He wondered whether the jellyfish story would have made such an impression on him if he hadn't known about the worms. Probably not, because the jellies weren't what interested him. He wanted to know about the connections – if there were any.

THE FOLLOWING MORNING, on the way to the NTNU, Johanson listened to the news, but there was nothing he hadn't heard already. People and boats were going missing in different parts of the world, giving rise to endless speculation but no satisfactory explanation.

His lecture was scheduled for ten. Enough time to read his emails and glance at the post. It was pouring with rain, and the grey sky hung heavy over Trondheim. He'd scarcely turned on the lights and sat down at his desk with his coffee when Olsen poked his head round the door. 'It's never-ending,' he said, 'all this bad news.'

'You mean the missing boats? I was going to ask you about that yesterday, but I forgot.'

Olsen came into the room. 'Are you going to offer me some coffee?' he said, looking around intently. Curiosity was one of Olsen's useful but slightly wearisome traits.

'It's all next door,' Johanson told him.

Olsen leaned into the adjoining office and asked for a coffee at the top of his voice. Then he sat down and let his eyes rove round the room. Johanson's secretary marched in, slammed a mug in front of Olsen and stalked back to her desk.

'What's wrong with her?' said Olsen, surprised.

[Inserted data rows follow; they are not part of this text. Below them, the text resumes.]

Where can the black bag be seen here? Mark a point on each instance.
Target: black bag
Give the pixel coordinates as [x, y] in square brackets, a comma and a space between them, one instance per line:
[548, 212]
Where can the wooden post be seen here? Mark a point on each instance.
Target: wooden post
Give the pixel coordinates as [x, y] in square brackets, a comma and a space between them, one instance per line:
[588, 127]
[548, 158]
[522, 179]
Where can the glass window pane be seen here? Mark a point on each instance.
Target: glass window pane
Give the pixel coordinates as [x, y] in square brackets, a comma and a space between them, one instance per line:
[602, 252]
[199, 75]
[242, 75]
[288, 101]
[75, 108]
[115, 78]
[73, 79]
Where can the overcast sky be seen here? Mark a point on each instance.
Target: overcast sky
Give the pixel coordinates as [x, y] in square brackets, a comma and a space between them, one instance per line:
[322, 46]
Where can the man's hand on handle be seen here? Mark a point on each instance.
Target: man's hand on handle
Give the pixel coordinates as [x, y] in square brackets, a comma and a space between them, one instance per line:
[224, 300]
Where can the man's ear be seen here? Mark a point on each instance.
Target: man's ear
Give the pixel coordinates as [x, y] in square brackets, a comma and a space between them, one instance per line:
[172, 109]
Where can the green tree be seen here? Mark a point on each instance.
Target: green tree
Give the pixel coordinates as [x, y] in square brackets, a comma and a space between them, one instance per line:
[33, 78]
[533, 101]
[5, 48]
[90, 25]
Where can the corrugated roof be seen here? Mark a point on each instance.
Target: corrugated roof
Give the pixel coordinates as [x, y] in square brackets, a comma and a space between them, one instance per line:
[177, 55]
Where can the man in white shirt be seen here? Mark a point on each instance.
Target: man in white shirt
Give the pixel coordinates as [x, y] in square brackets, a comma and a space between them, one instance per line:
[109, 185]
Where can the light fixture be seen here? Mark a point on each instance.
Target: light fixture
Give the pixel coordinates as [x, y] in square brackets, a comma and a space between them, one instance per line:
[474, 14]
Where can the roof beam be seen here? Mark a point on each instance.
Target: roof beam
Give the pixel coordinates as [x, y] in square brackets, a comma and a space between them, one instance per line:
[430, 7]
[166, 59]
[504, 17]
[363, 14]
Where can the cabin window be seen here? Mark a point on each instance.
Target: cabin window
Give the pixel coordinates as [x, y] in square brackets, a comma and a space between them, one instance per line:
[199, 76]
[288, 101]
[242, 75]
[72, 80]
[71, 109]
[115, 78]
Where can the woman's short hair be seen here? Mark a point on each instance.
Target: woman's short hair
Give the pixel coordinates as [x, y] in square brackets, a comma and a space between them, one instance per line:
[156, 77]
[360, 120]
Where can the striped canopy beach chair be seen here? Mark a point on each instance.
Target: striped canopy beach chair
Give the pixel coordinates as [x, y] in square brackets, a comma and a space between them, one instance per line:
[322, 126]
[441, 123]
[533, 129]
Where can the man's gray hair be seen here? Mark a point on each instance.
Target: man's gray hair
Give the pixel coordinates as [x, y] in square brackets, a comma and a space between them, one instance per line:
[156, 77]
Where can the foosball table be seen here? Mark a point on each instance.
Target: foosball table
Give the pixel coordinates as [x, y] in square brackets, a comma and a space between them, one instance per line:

'I pour my own coffee,' said Johanson. 'It's all laid out. Flask, milk, sugar, cups…'

Olsen took a noisy gulp. 'So you didn't listen to the news?'

'I heard it in the car.'

'Ten minutes ago there was an emergency newsflash on CNN. I've got a telly in my office – I keep it on all day.' The overhead lighting shone on Olsen's emerging bald patch. 'A gas tanker's exploded off the coast of Japan, then two container ships and a frigate collided in the Strait of Malacca. One of the ships sank, the other isn't seaworthy, and the frigate's gone up in flames. It belonged to the military. There was an explosion.'

'Christ.' Johanson warmed his hands on his mug. 'As far as the Malacca Strait is concerned,' he said, 'I can't say I'm surprised. It's astonishing there aren't more accidents.'

'Sure, but it's quite a coincidence.'

Three stretches of water competed for the title of busiest waterway in the world: the English Channel, the Strait of Gibraltar and the Strait of Malacca, which formed part of the main route between Europe, South East Asia and Japan. Six hundred tankers and freighters passed through the strait each day, and sometimes the channel between Malaysia and Sumatra carried as many as two thousand vessels. The strait was eight hundred kilometres long, but its narrowest point was only 2.7 kilometres wide. India and Malaysia had urged the tankers to use the Lombok Strait further south, but their pleas had fallen on deaf ears. Taking a detour would decrease the profit margin, so 15 per cent of international shipping continued to stream through the Malacca Strait.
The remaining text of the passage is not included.